Germline ablation in NANOS2 knockout male cattle. (A) Pictures of a NANOS2 mosaic bull calf at 2 days, 1 month, and 4 months of age that was generated by CRISPR-Cas9 editing of a bovine zygote and embryo transfer. (B) Representative images of hematoxylin & eosin-stained cross-sections of testicular parenchyma from a WT bull calf at 4 months of age, NANOS2 KO fetal bull calf at 253 d of gestation, and NANOS2 mosaic bull calf at 4 months of age. (Scale bars, 50 μm.) Arrows indicate examples of germ cells in wild-type testes. (C) Representative images of immunohistochemical staining for germ cells (DDX4+) or Sertoli cells (SOX9+) in cross-sections of testicular parenchyma from a WT bull calf at 4 months of age, NANOS2 KO fetal bull calf at 253 d of gestation, and NANOS2 mosaic bull calf at 4 months of age. (Scale bars, 50 μm.) Arrows indicate examples of DDX4-stained germ cells and SOX9-stained Sertoli cells.

Discussion

Developing applications of SSCT could impact society in several ways including the combating of male infertility, preserving endangered species, and altering the genetic makeup of livestock populations.

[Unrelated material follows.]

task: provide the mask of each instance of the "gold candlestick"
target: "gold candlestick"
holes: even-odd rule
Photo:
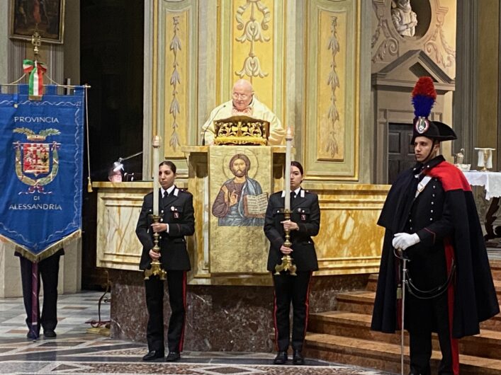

In particular, deployment as a breeding tool in livestock—the surrogate sire concept—has the potential to dramatically enhance genetic gain on a worldwide scale to improve production characteristics for generating meat, milk, and fiber for human consumption (8, 21). Considering that broad utility of such a concept will require allogeneic transfer in diverse livestock production systems including range settings or smallholder regions of the developing world, intensive management of an SSCT recipient for immune suppression will not be feasible. Here we demonstrate unequivocally that neither allogeneic donor SSCs nor the spermatogenic lineage derived from them are immunologically rejected when transferred into the testes of NANOS2 KO recipient male mice, pigs, and goats that possess a fully functional immune system. Furthermore, using the experimentally tractable mouse model we show that NANOS2 KO recipients can attain natural fertility following SSCT and 100% of offspring possess the donor haplotype. These findings provide compelling support for feasibility of developing the surrogate sire concept in all animals including endangered species and livestock.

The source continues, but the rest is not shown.